Alors voilà, je suis une féministe académique, blanche, cisgenre, de classe moyenne. C’est ma situation actuelle. Donc, je suis une féministe privilégiée. J’essaie de travailler sur ce privilège qui est le mien. Comment je fais pour être une alliée authentique? Je pense être une féministe inconfortable.

Ceci est une mise en pratique bien  personnelle de l’appel à «checker son privilège».

Je ne suis pas une féministe qui fait de l’action directe, ni de l’intervention.

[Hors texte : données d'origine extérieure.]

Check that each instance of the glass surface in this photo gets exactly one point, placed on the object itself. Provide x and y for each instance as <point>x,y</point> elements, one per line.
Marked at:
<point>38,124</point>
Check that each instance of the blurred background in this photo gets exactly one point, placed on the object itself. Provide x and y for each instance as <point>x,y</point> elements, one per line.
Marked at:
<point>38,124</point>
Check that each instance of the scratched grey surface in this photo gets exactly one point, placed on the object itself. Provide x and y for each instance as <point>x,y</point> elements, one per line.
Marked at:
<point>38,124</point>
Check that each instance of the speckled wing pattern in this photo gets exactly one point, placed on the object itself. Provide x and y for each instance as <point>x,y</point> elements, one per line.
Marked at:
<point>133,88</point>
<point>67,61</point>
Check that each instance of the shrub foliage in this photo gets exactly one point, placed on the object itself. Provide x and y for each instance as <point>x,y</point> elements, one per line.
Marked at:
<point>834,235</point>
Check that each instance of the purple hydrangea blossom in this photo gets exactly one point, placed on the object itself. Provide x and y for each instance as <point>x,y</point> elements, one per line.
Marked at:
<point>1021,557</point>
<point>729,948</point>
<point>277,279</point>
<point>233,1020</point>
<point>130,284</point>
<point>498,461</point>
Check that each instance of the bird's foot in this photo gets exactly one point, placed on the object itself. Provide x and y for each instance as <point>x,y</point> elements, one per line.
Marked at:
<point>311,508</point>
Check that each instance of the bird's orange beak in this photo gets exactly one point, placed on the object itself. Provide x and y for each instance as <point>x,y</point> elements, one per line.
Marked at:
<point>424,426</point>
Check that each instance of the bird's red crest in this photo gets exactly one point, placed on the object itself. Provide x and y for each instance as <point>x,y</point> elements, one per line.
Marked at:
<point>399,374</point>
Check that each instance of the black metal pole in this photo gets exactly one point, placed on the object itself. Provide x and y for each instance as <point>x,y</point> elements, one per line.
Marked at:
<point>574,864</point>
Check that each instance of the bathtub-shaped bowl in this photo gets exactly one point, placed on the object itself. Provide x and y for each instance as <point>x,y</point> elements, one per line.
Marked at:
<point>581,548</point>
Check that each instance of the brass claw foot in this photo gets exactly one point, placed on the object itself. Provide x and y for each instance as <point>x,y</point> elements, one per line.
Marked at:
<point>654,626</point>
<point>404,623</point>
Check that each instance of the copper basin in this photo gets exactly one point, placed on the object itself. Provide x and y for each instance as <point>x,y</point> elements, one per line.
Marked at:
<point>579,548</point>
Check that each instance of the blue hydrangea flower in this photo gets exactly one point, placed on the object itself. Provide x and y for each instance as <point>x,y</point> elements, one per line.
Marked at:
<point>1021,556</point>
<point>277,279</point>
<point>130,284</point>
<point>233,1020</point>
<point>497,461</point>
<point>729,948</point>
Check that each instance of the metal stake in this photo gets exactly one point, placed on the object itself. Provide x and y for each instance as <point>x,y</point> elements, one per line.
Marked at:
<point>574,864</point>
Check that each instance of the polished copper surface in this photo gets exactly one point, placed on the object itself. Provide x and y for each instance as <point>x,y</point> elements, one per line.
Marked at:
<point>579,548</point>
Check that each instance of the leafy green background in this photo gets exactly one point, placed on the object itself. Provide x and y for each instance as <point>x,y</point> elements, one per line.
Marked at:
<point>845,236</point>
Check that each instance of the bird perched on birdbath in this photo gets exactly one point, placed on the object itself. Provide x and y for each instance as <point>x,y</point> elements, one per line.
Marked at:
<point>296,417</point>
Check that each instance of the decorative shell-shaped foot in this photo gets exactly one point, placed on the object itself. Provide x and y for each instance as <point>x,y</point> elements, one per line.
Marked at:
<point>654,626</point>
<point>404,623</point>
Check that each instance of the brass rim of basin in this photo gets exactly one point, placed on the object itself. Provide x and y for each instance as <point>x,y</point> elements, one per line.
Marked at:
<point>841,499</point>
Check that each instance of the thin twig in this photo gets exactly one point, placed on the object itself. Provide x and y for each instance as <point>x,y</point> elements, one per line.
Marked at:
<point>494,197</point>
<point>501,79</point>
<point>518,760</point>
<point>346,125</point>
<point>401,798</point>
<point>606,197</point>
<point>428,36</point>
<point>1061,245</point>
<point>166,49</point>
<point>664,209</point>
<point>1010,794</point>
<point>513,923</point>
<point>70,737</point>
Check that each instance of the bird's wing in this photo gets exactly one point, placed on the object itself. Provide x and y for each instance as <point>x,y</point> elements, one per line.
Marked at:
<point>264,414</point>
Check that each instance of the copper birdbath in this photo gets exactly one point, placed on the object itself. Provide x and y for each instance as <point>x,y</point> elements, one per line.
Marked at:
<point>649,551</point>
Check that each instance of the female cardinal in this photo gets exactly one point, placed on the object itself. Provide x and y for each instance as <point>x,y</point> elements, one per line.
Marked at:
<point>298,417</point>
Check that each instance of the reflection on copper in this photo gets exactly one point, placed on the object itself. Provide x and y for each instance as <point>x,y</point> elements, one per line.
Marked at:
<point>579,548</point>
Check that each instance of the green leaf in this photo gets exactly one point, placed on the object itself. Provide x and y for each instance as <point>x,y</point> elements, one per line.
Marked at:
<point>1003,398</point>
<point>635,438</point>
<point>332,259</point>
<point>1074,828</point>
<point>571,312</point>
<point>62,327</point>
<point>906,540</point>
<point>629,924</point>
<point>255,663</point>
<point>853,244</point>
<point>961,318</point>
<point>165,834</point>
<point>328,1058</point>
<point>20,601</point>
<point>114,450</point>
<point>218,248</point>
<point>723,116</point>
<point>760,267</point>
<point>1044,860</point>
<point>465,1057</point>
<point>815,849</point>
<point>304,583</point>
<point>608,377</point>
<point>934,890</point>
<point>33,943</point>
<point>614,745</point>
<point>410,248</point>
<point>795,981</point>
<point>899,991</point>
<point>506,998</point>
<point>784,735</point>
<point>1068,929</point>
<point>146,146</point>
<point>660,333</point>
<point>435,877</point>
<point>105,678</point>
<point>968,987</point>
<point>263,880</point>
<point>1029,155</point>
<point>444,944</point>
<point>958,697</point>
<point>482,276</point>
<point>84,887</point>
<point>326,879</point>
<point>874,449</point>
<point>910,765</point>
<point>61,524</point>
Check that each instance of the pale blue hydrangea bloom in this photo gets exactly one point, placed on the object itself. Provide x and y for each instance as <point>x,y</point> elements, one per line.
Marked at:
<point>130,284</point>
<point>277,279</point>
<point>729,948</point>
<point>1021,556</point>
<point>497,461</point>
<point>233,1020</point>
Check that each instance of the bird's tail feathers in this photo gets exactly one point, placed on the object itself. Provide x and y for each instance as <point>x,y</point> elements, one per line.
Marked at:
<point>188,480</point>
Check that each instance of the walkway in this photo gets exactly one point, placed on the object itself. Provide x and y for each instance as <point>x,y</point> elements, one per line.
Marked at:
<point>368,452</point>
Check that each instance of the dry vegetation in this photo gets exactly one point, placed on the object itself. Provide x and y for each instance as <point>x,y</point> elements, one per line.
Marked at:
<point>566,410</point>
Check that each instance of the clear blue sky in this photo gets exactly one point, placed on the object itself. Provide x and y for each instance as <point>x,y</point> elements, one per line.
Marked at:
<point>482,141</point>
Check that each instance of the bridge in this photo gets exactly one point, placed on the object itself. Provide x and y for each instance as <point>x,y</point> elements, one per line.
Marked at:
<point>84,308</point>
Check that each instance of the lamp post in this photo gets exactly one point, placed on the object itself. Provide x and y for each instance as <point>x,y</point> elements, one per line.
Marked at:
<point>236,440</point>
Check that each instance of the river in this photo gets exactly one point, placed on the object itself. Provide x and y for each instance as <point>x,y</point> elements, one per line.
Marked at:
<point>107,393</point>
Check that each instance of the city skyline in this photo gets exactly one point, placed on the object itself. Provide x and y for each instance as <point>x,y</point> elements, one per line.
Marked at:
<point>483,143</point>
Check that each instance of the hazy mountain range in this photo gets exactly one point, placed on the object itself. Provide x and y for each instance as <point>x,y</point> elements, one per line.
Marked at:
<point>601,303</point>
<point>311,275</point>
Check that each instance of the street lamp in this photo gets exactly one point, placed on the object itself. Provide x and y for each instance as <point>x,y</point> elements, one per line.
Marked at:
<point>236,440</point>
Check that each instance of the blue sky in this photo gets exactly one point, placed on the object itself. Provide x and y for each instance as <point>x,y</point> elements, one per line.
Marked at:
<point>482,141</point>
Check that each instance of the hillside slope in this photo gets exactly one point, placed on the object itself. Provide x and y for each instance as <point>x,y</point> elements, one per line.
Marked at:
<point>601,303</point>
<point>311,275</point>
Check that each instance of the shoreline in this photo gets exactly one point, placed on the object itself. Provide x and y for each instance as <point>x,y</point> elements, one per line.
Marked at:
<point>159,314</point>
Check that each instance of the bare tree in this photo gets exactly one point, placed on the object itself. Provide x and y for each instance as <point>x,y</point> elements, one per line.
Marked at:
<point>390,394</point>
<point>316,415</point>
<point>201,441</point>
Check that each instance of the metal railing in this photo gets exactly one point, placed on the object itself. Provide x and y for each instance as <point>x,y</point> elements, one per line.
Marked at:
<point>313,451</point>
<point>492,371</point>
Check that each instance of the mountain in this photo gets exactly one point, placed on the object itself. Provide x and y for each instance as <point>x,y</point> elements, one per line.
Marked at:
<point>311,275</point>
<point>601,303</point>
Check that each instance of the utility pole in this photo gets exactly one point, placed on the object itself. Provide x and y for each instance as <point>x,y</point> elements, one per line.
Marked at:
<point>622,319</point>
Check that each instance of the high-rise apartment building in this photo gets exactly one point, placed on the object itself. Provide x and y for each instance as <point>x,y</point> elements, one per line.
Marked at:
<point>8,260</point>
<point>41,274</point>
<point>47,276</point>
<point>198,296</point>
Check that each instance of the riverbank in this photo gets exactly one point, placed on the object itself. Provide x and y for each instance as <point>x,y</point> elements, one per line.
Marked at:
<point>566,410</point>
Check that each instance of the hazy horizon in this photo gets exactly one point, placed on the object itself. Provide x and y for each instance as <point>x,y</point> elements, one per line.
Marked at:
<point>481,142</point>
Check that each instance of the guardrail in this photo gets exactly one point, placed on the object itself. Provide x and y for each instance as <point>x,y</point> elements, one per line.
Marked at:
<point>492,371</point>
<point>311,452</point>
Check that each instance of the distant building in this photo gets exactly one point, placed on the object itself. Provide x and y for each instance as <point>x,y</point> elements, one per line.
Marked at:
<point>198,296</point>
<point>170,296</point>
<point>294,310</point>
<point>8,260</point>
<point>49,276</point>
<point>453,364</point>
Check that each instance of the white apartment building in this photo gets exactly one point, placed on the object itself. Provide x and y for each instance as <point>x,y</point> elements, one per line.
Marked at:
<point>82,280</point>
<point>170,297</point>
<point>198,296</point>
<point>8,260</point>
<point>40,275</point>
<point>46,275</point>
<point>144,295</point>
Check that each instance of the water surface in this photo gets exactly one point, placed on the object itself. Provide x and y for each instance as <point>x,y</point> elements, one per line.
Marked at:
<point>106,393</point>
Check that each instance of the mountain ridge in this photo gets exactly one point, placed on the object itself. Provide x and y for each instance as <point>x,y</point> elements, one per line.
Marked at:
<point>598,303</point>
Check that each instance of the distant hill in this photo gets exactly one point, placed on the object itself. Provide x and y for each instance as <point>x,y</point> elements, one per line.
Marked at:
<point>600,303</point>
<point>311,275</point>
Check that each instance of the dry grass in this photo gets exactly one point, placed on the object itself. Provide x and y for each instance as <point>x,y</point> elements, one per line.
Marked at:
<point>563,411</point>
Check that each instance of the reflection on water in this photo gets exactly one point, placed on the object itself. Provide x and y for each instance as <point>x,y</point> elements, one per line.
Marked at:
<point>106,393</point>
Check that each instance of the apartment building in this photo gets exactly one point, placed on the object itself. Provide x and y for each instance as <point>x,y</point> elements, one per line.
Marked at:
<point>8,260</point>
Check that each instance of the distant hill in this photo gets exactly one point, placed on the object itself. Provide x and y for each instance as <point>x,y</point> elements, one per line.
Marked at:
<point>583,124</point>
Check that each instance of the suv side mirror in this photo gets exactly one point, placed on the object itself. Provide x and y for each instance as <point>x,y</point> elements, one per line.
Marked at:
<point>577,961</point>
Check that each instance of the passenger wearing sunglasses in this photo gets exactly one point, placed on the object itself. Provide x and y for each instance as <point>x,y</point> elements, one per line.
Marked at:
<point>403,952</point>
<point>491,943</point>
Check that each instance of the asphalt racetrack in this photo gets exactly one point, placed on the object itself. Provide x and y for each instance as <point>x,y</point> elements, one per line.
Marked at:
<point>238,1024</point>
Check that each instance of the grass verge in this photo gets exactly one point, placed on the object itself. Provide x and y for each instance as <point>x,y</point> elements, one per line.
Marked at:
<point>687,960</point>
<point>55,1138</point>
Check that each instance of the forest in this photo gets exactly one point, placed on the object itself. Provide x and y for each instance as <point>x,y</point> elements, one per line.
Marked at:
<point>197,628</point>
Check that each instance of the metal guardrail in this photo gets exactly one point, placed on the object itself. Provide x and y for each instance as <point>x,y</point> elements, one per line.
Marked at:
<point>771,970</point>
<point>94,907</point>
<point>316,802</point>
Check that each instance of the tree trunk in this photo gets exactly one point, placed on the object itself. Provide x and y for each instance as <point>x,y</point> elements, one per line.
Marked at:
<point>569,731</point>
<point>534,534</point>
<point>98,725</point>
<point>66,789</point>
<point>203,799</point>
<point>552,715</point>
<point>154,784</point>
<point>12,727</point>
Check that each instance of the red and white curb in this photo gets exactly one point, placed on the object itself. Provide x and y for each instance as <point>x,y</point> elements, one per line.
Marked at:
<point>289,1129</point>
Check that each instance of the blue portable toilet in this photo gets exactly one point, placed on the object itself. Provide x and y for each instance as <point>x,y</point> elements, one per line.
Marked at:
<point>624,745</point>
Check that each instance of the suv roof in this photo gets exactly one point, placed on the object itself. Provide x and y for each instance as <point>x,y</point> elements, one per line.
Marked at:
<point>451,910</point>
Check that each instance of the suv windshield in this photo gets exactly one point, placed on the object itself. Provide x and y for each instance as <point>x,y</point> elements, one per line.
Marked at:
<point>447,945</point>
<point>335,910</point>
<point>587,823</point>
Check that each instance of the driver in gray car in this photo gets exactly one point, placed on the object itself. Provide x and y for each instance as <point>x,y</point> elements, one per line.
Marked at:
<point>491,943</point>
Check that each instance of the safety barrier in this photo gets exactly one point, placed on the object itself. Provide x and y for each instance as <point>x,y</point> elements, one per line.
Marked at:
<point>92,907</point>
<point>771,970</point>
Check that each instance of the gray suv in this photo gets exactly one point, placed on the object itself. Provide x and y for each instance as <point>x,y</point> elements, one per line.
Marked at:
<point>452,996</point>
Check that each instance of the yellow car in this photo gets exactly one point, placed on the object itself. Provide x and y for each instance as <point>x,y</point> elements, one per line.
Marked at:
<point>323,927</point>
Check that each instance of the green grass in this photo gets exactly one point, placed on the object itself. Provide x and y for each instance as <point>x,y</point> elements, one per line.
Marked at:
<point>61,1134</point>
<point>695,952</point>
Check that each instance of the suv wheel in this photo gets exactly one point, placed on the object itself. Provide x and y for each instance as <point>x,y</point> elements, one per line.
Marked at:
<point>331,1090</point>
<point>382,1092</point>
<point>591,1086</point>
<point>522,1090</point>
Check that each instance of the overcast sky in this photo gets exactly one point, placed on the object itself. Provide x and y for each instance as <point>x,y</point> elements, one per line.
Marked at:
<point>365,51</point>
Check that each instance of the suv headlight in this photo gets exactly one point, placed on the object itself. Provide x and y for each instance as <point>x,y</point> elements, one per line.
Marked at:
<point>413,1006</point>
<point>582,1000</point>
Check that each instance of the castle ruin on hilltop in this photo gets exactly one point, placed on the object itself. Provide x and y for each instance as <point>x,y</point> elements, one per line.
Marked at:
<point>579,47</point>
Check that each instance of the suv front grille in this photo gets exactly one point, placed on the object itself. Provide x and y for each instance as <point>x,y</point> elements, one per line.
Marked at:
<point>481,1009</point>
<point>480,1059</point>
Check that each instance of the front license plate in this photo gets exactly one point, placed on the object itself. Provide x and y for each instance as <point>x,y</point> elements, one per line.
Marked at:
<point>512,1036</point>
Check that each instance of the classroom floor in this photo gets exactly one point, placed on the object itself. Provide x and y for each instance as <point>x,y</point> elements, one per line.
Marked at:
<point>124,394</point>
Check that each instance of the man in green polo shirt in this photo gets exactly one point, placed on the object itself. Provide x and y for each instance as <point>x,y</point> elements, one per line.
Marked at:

Ma présence «terrain» se résume à ma participation à des manifestations et l’organisation de certaines activités. Je mets en ligne des textes pour ce blogue et je partage des liens sur nos réseaux sociaux. Si je suis plus active dans le «virtuel», est-ce que cela fait de moi une féministe moins «terrain»[1]? Sûrement, mais en quoi est-ce que cela serait «mal» dans la «hiérarchie des féminismes»? (D’ailleurs, ça il faudrait en reparler…)

Ce que j’aime vraiment faire, c’est de la théorie féministe. De la philosophie, pour être exacte. Ben de l’abstrait, genre. Ah oui, j’aime aussi critiquer les médias et la culture populaire. Mais sinon, je fais dans la théorie «lourde». Et ça c’est spécial : j’ai parfois le sentiment d’être une féministe «trop» théorique, et dans mon champs d’études, être une philosophe «trop» féministe. Cette tension, elle me tiraille.

Être dans une discipline académique  abstraite veut-il dire de facto être élitiste? Je pense que le milieu académique est en soi privilégié, mais que l’élitisme est une attitude personnelle renforcée par la culture académique de la performance individuelle. Et le milieu académique est hiérarchique au possible. Je comprends le danger de l’institutionnalisation du féminisme, malgré le fait que c’est dans cette structure-là que je travaille. Autre tiraillement.

Mais bon, je pourrais aussi demander, en contraste : est-ce que (certains) féminismes sont anti-académiques? Comme dans : est-ce qu’il existerait une méfiance envers la théorie féministe de la part des féminismes «terrains»? Méfiance par ailleurs fort probablement justifiée parce que le milieu académique est (parfois/souvent) déconnecté de la réalité concrète des femmes.

Je suis consciente que cette question est potentiellement explosive parce que ce sont bien les milieux académiques qui ont du pouvoir, de l’argent et de la reconnaissance sociale contrairement aux milieux féministes, disons communautaires et grassroots. Mais j’ai besoin de la demander. Tout en étant là où je suis, dans cette situation de privilège, j’ose croire que je peux questionner ces divisions (bonne/mauvaise féministe, théorie/pratique, académique/terrain, virtuel/réel) que je ressens au sein même du mouvement féministe. Parce que ce sont bien ces distinctions qui recréent des divisions et perpétuent des attitudes patriarcales entre nous.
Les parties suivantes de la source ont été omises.